Able to join existing swarm as worker, but unable as manager

When executing a docker swarm join command (as manager), I face the following error:

Error response from daemon: manager stopped: can't initialize raft node: rpc error: code = Internal desc = connection error: desc = "transport: x509: certificate is not valid for any names, but wanted to match swarm-manager"

Joining the same swarm, but as worker, works flawless.
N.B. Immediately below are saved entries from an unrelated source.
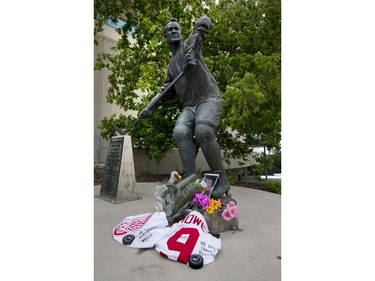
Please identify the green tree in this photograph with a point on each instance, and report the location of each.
(243, 50)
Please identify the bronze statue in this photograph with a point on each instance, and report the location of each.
(199, 96)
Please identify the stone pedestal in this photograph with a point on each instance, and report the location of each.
(217, 224)
(118, 183)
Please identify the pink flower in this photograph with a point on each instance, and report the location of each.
(231, 204)
(233, 211)
(230, 212)
(226, 215)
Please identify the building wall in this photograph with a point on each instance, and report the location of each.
(102, 108)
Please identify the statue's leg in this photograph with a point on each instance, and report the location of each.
(183, 135)
(205, 136)
(206, 121)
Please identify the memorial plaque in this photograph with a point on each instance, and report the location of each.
(112, 168)
(118, 183)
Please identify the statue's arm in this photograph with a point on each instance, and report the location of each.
(195, 42)
(158, 99)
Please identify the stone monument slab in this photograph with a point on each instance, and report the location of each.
(118, 183)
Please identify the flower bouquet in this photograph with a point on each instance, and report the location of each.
(219, 216)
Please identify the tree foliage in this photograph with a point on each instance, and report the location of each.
(243, 50)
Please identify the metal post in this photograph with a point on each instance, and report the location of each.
(265, 160)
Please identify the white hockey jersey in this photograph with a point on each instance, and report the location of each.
(147, 229)
(187, 237)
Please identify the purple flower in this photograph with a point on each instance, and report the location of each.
(226, 215)
(201, 200)
(230, 212)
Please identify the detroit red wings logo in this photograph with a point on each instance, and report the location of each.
(129, 225)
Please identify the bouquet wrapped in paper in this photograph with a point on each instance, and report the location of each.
(174, 199)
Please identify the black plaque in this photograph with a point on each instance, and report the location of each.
(112, 168)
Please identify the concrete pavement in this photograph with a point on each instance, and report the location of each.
(247, 255)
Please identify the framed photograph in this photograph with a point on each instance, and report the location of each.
(209, 181)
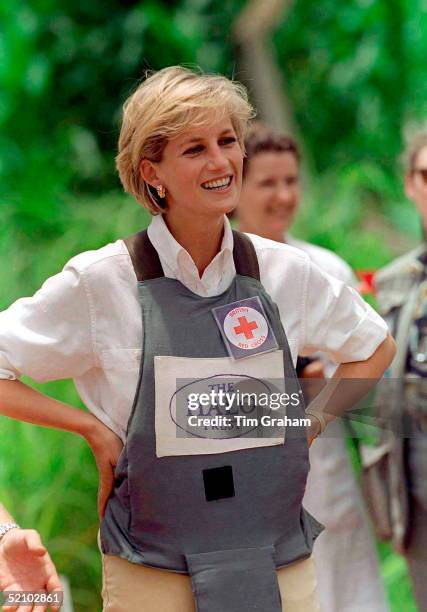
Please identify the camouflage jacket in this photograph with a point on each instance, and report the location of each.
(402, 298)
The logfiles show me the following items:

kmo@GETSTdock-app01 ~ $ sudo tail -f /var/log/upstart/docker.log
time="2018-07-06T09:18:17.890620199+02:00" level=info msg="Listening for connections" addr="[::]:2377" module=node node.id=7j75bmugpf8k2o0onta1yp4zy proto=tcp
time="2018-07-06T09:18:17.892234469+02:00" level=info msg="manager selected by agent for new session: { 10.130.223.107:2377}" module=node/agent node.id=7j75bmugpf8k2o0onta1yp4zy
time="2018-07-06T09:18:17.892364019+02:00" level=info msg="waiting 0s before registering session" module=node/agent node.id=7j75bmugpf8k2o0onta1yp4zy
time="2018-07-06T09:18:18.161362606+02:00" level=error msg="fatal task error" error="cannot create a swarm scoped network when swarm is not active" module=node/agent/taskmanager node.id=7j75bmugpf8k2o0onta1yp4zy service.id=p3ng4om2m8rl7ygoef18ayohp task.id=weaubf3qj5goctlh2039sjvdg
time="2018-07-06T09:18:18.162182077+02:00" level=error msg="fatal task error" error="cannot create a swarm scoped network when swarm is not active" module=node/agent/taskmanager node.id=7j75bmugpf8k2o0onta1yp4zy service.id=6sl9y5rcov6htwbyvm504ewh2 task.id=j3foc6rjszuqszj41qyqb6mpe
time="2018-07-06T09:18:18.184847516+02:00" level=info msg="Stopping manager" module=node node.id=7j75bmugpf8k2o0onta1yp4zy
time="2018-07-06T09:18:18.184993569+02:00" level=info msg="Manager shut down" module=node node.id=7j75bmugpf8k2o0onta1yp4zy
time="2018-07-06T09:18:18.185020917+02:00" level=info msg="shutting down certificate renewal routine" module=node/tls node.id=7j75bmugpf8k2o0onta1yp4zy node.role=swarm-manager
time="2018-07-06T09:18:18.185163663+02:00" level=error msg="cluster exited with error: manager stopped: can't initialize raft node: rpc error: code = Internal desc = connection error: desc = \"transport: x509: certificate is not valid for any names, but wanted to match swarm-manager\""
time="2018-07-06T09:18:18.185492995+02:00" level=error msg="Handler for POST /v1.37/swarm/join returned error: manager stopped: can't initialize raft node: rpc error: code = Internal desc = connection error: desc = \"transport: x509: certificate is not valid for any names, but wanted to match swarm-manager\""

I face similar problems when I join as worker, and then attempt to promote the node to a manager node.

Docker version = 18.03.1

OS = Ubuntu 14.04 LTS

Anybody an idea how to resolve this?

@kmoens did you by any chance found a solution for this? I have the exact same problem on CentOS (7.5.1804) and docker (18.03.1-ce). This was working fine before where the same node was able to join as manager but after some yum updates and reboot it can only join as worker.

Hello Arul,

Sorry for late response.

In our case - after several investigations - it was caused by the proxy server which we use in our corporate environment. Since we had a corporate proxy configured for Docker, the joining as “manager” node seems to have issues with the proxy server.

We added all our Docker IP addresses to the no_proxy variable, and then rebooted all Docker nodes. Once that was done, we were able to join as manager again.

Kind regards,
Kenny

@kmoens
Thanks for the reply. For most people with this specific issue, it was the proxy causing it. Unfortunately, in my case, there was no proxy involved in our environment. I ended up wiping everything and moved to 18.06 which I needed to move anyways and this problem went away after that.

I continue to have this same problem even with 18.06 . Any inputs please…
I have a Ubuntu server which is serving as manager node and am trying to join my MAC as a second manager node . This is mu local network at home. (i don;t have a proxy server)

Have you tried making all nodes leave cluster, delete the cluster and recreate? It is very likely that may have fixed my problem. As I mentioned in my post, the same version worked fine for months but something changed that I was not able to figure out but wanted to move to next version anyways for a different reason.